La dottoressa Olson-Kennedy e lo studio sui bloccanti della pubertà censurato: “Ho paura che i dati vengono strumentalizzati”
Tornado al presente, secondo quanto ha confermato la stessa dottoressa Olson-Kennedy il suo studio durato due anni non sarebbe riuscito a confermare i dati olandesi sui bloccanti della pubertà, rilevando – al contrario – che per nessuno dei 95 minori si era notato alcun effetto positivo sulla salute mentale: dati certamente importanti e che avrebbero contribuito non poco al dibattito su questi particolari farmaci; ma – appunto – mai pubblicati per paura della reazione della società.

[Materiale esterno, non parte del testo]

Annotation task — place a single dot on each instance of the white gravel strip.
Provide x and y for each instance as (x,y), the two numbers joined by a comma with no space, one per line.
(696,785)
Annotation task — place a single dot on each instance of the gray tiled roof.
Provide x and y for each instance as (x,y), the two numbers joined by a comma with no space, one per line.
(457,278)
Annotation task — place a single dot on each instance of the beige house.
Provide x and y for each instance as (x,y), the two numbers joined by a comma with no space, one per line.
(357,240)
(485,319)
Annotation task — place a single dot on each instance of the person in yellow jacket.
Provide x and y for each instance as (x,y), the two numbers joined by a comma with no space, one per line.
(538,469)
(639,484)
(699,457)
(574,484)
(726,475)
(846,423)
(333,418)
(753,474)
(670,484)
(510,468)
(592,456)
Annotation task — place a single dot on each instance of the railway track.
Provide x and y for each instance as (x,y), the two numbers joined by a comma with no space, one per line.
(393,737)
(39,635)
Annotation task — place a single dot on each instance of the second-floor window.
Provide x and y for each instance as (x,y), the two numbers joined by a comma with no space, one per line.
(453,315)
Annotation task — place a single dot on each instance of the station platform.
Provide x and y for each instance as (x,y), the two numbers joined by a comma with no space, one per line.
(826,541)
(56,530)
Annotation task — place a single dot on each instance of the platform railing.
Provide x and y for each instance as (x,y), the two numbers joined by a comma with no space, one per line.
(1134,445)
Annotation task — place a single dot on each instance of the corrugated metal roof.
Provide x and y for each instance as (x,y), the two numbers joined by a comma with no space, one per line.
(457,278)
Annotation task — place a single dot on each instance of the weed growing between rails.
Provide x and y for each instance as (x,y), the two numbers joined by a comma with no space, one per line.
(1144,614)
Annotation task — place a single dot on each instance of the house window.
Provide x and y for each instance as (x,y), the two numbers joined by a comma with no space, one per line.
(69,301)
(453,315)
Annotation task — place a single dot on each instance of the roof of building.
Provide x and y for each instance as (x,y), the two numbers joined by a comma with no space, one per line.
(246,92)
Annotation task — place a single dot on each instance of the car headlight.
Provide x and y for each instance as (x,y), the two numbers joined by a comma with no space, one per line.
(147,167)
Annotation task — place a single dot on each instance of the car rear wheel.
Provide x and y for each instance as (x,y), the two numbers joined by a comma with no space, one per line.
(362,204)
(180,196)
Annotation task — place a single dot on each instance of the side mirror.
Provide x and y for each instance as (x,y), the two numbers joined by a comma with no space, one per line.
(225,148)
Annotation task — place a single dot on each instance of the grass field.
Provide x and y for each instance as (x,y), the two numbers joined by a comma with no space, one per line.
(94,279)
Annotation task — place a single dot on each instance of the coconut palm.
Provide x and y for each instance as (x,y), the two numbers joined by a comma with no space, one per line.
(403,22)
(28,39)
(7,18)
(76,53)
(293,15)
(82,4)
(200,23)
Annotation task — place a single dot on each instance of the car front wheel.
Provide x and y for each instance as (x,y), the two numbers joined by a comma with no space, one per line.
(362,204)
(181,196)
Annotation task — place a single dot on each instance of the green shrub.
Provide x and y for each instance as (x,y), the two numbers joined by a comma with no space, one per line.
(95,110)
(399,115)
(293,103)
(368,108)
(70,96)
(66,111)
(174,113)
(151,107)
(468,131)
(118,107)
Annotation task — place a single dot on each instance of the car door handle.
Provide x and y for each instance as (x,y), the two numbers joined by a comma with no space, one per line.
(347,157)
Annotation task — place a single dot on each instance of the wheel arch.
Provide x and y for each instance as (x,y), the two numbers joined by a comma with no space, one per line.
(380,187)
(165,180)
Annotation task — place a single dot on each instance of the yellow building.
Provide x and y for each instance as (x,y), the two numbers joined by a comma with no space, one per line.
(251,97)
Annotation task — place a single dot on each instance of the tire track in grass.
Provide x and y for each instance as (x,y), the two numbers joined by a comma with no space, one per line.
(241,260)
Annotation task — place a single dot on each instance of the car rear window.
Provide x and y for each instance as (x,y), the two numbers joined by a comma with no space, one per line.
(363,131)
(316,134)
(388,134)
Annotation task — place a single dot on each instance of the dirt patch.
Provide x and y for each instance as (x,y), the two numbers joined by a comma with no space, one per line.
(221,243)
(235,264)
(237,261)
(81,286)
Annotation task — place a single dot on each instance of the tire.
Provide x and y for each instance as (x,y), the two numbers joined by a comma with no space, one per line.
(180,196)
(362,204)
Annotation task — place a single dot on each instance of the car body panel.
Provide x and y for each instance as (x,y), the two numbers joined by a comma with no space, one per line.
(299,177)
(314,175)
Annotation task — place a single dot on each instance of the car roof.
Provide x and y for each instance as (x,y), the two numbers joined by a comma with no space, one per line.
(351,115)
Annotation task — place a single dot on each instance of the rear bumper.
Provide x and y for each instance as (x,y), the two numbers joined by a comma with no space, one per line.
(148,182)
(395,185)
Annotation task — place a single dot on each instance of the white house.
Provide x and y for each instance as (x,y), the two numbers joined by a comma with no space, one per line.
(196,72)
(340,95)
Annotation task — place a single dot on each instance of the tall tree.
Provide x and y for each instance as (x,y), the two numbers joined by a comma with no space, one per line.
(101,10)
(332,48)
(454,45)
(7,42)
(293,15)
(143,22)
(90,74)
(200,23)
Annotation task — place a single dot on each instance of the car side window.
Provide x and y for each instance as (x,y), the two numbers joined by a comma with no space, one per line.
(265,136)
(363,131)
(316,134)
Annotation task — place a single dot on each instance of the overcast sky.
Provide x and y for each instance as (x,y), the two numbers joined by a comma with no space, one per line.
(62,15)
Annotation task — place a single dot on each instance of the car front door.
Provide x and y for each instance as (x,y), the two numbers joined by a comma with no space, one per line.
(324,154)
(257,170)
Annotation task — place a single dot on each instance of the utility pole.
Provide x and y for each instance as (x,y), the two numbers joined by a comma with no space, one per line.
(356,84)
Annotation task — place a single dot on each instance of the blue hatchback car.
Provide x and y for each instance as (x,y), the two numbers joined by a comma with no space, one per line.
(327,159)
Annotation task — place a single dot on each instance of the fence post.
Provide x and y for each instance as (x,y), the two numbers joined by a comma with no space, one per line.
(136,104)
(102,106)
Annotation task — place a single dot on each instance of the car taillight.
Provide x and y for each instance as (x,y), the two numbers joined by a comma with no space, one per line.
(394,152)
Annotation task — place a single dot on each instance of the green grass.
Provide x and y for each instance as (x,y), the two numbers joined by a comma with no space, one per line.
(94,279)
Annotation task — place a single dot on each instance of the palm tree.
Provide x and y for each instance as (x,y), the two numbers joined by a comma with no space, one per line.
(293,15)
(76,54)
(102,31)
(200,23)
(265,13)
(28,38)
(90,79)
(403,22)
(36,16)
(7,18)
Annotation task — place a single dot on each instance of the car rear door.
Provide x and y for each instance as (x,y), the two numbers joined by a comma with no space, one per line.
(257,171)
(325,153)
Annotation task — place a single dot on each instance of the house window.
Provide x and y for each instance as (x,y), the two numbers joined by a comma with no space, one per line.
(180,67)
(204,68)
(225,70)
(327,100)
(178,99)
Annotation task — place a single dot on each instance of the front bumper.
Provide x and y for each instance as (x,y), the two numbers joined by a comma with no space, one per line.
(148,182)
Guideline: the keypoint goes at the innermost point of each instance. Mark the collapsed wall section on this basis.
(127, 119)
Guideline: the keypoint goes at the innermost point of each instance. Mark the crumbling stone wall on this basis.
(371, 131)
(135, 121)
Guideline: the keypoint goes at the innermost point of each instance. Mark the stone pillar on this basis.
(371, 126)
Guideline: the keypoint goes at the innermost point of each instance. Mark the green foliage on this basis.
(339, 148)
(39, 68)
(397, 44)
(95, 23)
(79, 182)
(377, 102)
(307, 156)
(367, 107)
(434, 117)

La dottoressa (infatti) spiega al New York Times che alcune frange sociali avrebbero potuto usare il suo studio sul bloccanti della pubertà come “arma” per condurre una serie di battaglie legali per farli bandire, promettendo tuttavia che i risultati verranno pubblicati quando riuscirà a tradurli in un linguaggio “puntuale, chiaro e conciso” che metta ben in chiaro – innanzitutto – che tutti e 95 i ragazzi in questione “erano in ottima forma quando sono arrivati e lo erano ancor di più due anni dopo“; ricordando anche al NYT la sua esperienza lunga “17 anni” con i bloccanti della pubertà nel corso della quale ha sperimentato in prima persona i loro “effetti profondamente benefici“.